At the same time the General Assembly voted in 2007 to repeal the existing authority for the last 0.5% increment of local sales tax, the General Assembly granted all 100 counties a new revenue option.  Each county had the option of levying a land transfer tax at the rate of 0.4% or an additional sales tax at the rate of 0.25%.  Since that time, 27 counties have voted to utilize this authority and to increase their local sales tax rates.  (The local land transfer tax proved extremely unpopular.  No county was ever able to impose the tax and the General Assembly repealed the authority of a county to do so in 2011.)

In 2009, the General Assembly voted to give counties another additional option for funding local needs.  While the specifics are somewhat complicated, the 2009 legislation allowed each county other than Mecklenburg to further increase its local sales tax rate, but only to fund public transportation needs.
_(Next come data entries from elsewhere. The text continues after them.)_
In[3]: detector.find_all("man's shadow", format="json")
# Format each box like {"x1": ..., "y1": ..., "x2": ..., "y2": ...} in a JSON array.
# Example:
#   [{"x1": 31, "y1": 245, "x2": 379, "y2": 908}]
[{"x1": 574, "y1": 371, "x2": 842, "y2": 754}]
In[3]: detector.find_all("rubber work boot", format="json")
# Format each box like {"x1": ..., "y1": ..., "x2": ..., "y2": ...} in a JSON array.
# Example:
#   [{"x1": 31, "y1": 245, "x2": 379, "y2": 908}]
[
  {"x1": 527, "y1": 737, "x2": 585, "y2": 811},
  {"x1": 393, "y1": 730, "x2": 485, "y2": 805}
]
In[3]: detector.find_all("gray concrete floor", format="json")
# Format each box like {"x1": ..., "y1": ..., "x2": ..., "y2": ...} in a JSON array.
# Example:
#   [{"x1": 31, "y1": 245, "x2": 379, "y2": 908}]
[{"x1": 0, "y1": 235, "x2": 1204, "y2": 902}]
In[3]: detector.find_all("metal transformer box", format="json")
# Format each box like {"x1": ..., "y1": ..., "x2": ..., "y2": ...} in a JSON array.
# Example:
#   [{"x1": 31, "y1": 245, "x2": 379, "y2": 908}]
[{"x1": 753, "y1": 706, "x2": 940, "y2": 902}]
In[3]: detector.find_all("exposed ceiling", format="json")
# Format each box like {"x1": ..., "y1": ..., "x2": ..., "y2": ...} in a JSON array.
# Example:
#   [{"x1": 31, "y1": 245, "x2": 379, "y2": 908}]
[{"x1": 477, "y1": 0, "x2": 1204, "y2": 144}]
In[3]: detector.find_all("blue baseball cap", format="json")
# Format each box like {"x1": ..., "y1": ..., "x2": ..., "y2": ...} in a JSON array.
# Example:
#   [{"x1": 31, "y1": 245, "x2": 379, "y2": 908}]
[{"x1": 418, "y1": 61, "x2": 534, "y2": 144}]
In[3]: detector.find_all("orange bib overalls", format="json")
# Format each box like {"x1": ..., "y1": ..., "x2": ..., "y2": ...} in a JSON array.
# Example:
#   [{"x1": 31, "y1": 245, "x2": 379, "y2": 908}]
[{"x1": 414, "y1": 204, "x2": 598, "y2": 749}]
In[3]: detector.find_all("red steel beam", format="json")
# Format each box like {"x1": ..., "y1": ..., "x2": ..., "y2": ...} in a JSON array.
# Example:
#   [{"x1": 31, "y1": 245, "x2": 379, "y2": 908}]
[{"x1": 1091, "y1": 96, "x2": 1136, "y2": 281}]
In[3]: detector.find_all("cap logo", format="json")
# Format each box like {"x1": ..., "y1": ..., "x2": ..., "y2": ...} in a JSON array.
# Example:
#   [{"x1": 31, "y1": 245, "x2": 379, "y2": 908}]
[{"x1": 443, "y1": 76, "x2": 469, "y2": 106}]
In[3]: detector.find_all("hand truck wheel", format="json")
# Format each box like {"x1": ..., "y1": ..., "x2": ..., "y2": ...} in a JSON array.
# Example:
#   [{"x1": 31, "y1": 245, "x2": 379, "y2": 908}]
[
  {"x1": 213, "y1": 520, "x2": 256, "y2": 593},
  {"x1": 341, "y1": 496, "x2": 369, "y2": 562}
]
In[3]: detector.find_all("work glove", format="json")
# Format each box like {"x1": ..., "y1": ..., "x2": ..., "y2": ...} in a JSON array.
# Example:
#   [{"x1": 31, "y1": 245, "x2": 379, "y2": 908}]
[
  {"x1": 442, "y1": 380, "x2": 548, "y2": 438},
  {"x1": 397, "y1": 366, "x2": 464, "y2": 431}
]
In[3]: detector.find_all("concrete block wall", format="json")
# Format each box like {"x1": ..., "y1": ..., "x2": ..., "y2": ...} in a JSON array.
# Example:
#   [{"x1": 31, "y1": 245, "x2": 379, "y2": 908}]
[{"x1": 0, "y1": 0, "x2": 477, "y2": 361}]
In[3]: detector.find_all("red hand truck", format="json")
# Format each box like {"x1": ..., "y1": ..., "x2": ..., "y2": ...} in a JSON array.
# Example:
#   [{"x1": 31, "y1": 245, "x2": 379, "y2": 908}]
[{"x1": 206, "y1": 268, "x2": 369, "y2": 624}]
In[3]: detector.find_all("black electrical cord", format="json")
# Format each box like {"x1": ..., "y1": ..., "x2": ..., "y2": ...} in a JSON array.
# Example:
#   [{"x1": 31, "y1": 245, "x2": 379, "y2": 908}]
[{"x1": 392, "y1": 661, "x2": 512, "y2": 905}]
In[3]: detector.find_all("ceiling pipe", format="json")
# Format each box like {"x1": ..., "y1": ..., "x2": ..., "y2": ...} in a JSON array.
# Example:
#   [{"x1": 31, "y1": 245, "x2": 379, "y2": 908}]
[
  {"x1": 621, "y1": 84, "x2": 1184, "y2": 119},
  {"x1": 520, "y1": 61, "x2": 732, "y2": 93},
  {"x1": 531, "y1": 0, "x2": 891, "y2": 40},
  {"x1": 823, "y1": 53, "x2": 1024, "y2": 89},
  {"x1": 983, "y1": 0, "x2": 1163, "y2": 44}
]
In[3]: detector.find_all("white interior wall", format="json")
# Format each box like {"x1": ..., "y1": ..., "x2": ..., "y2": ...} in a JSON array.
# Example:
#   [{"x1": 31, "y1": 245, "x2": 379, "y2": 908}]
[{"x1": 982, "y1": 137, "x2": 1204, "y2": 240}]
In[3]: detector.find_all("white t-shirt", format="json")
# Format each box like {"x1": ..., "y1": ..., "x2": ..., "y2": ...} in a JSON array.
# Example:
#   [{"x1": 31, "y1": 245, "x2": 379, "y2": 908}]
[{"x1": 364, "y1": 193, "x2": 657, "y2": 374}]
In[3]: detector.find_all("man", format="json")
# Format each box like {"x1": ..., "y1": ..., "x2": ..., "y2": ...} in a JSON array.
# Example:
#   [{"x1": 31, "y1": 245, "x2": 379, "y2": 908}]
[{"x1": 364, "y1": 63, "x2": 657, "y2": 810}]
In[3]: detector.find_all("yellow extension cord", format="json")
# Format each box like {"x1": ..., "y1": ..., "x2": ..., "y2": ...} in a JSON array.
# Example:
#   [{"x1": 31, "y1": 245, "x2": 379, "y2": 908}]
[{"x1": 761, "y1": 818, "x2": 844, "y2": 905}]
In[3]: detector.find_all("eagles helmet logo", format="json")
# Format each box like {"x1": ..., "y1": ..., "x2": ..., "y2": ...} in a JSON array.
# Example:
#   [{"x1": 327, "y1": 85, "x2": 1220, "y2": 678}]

The five counties at the cores of the Triangle and the Triad (Durham, Forsyth, Guilford, Orange, and Wake) could increase local sales taxes by 0.5% – putting them on par with Mecklenburg County, which had already been granted this authority in 1997 as discussed above.  The remaining 94 counties could increase their local sales tax rates by 0.25%.  To date, only Durham, Mecklenburg, and Orange have utilized this option to fund public transportation needs.

The recent controversy at the General Assembly had to do with this additional tax authorized for public transportation.  H 1224, Local Sales Tax Options/Econ. Devpt. Changes, would have amended this authority.   The general impact on counties of the final version of the legislation would have been as follows:

  1. Durham and Orange Counties would not have been affected because of a grandfathering provision that would have maintained the status quo for counties that had already enacted local sales taxes at a rate above 2.5%.
  2. Mecklenburg County would have been capped at a rate not to exceed 2.5% (less than the 2.75% currently authorized) unless a majority of the voters in the county approved an additional tax of 0.25% authorized under the 2007 legislation before the end of 2016.
  3. Forsyth, Guilford, and Wake Counties would have been capped at a rate not to exceed 2.5% (less than the 2.75% currently authorized) unless a majority of the voters in the county approved an additional tax of 0.25% authorized under the 2007 legislation before the end of 2016, but these counties would have gained flexibility as to how proceeds of the taxes could be used.
  4. The remaining 94 counties would have remained capped at a rate not to exceed 2.5% (the current maximum), but would have gained flexibility as to how proceeds of the taxes could be used.

Ultimately, H 1224 was not able to gain enough support during the final days of session to pass the House (it passed the Senate handily).  Also included in the bill were numerous changes to the State’s economic development toolbox.  The combination of local sales tax changes and economic development changes split House members into voting blocks not normally seen and not easily defined by party, ideology, or geography.  Given the adjournment sine die of the General Assembly on August 20, the issue is dead for the current year.  However, the issue is likely to be a hot one again in the 2015-16 General Assembly as another round of tax reform is expected.